The film contains a number of puzzles for the Professor to solve, and should you be quick witted enough, you could try and figure them out before our hero, but after a while I just enjoyed the show and switched my brain to neutral...
Featuring direct input from the game developer, Level-5, and using the same studio behnd the lovely cut scenes from the game, it really couldn't be anything but faithful to the source. Traditional 2D shots mix effortlessly with the CGI, while the masterful direction keeps things flowing smoothly throughout.
Granted the character designs are a little more simplistic than the average anime fan is used to, but fitting within the world that has been crafted.

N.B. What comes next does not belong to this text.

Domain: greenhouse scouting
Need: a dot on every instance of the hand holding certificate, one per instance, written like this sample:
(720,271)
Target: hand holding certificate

The film is a fantastic mixture of colours and clean, crisp visuals from beginning to end. The final battle in particular is a breath-taking crescendo, proving that the Prof is just at home when it comes to action as he is when solving puzzles.
Sadly many jems have their flaws, and in this instance the flaw comes in the form of the voice acting. True, the film retains the cast from the game, but occasional lines in a game do not necessarily make for a great talent pool. With some characters veering between Dick Van Dyke's awful cockney to the rough and ready Lock, Stock gangster twang, it's a bit of a car crash. There's a lot to forgive here, but for those who are very patient, your endurance will pay off. Just.
Professor Layton and the Eternal Diva is exactly what most will expect from it - an entertaining tale from the Professor Layton series that is suitable for all ages. For those looking to get the younger generation into anime, Layton is by far the best way to do it.